With the shelter, Garcia said he didn’t have the challenge of dealing with parents because they were unaccompanied minors and he didn’t have discipline problems “because they pretty much were a captive audience.”

“The education part was their opportunity to do something different and get into other things. It was very enjoyable, but they closed the shelter down …,” Garcia said.

He said the company that ran the shelter was faith based, which made a difference.

“… They took care of kids and some of the negative things you see about immigrants didn’t occur there. They took care of kids. The housing was appropriate, the setting, the clothing, the shelter, the feeding — all of those things. Kids were like a true priority. They came first, no matter whether you were in education or any other area in the mission. They put the emphasis on the right things and like I told folks, I wouldn’t have done it if it hadn’t been that way,” Garcia said.

On his way home, Crane ISD Superintendent Stephanie Howard called him. Garcia said he was heading home to rest and try “this retirement thing.”

When Howard was principal at Lee High School, now Legacy, Garcia was principal at Permian.

Howard called on a Friday and told him he didn’t have to be at work until Monday. He has been at Crane Middle School since the end of April.

“So I told her okay. They had a need here because the principal didn’t have an assistant and he had been trying to kind of do things on his own. She really wanted him to have some help. I said, well, how long and what are we talking about? And so we worked all that out and so I’m here until June 23. They’re already searching for a permanent assistant principal,” he said.

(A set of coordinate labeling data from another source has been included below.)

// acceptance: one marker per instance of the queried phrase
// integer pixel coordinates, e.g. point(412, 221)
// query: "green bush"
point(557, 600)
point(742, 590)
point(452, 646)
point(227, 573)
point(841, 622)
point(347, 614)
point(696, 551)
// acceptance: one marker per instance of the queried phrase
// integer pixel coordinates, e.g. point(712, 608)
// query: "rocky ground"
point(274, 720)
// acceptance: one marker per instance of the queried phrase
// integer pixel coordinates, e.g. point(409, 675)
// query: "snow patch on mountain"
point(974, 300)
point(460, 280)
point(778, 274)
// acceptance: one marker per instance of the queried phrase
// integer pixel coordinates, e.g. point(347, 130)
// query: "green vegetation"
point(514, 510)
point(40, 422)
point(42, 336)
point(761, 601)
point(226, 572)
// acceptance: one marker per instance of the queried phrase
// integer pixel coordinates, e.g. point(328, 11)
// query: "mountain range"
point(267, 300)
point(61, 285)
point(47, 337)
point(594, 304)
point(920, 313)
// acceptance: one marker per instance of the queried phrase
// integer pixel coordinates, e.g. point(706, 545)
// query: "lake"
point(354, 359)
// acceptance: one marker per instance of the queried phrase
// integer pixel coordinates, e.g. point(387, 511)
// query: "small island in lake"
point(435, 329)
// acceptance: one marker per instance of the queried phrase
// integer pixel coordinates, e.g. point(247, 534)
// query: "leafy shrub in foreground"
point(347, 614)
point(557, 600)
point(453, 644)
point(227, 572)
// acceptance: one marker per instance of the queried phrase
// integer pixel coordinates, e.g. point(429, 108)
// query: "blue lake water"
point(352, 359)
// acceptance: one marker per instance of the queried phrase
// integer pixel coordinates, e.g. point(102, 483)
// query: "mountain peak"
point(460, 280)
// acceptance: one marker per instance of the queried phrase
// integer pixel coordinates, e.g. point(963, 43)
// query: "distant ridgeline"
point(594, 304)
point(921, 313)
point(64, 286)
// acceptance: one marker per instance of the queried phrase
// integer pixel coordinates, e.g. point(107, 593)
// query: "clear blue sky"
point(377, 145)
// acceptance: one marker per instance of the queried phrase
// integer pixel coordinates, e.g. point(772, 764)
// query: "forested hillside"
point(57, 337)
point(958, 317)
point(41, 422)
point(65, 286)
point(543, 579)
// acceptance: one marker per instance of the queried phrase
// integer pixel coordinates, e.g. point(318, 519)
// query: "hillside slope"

“Now my plan is to actually try to do retirement this time,” Garcia said.

He added that it’s been enjoyable, even coming to Crane Middle School.

“… I did the assistant principal’s job quite a while back. But it’s like riding a bike, all the processes and stuff, so they (didn’t) have to train me or teach me. I’m kind of familiar with a lot of the processes already, so that helped. …,” Garcia said.

He added that he’s always enjoyed working with students.

“I enjoyed the principalship because of that. You get to build relationships with students, and even though it’s been a short time, you get to start getting to know the kids and which kids are which ones you’re going to see and which ones you don’t ever see, even at this time of the year … Actually, the truth is I do very little discipline. The kids are very good; very good,” Garcia said.

Having served at larger campuses in Odessa, Garcia said the smaller school has been relatively easy. He understands setting the tone, walking the building, students wondering who he is, testing him and trying to figure out how it’s going to be.

“… Kids will test you. If you let them test you. But … I come across this kind of hard and firm (guy) and maybe some a little intimidating maybe. But really my focus is always taking care of kids and then making sure I get the message to the kids. You don’t want to be in here. This is the last place you want to come and I deliver that message relatively easily …,” Garcia said.

He noted that with fewer discipline issues and meetings, there’s more time to be in the classrooms making sure there is quality instruction.

A native of Rio Grande City, Garcia was 3 months old when he moved to Odessa. He plans to stay there.

Garcia went to Odessa College and University of Texas Permian Basin. He earned a bachelor’s in business administration in accounting and information systems. He got his math certification after that, his master’s in educational leadership from UTPB and his superintendent’s certification through Region 18 Education Service Center.

Crane Middle School Principal Arick Heredia said having Garcia on board has been great.

Anytime you can work with someone that has Garcia’s credentials and experience, it’s a plus, Heredia said.

“I wish I could have spent more time just picking his brain. But from the time that I’ve worked with them, I’ve learned a lot. So it’s been very, very pleasant for me,” Heredia said.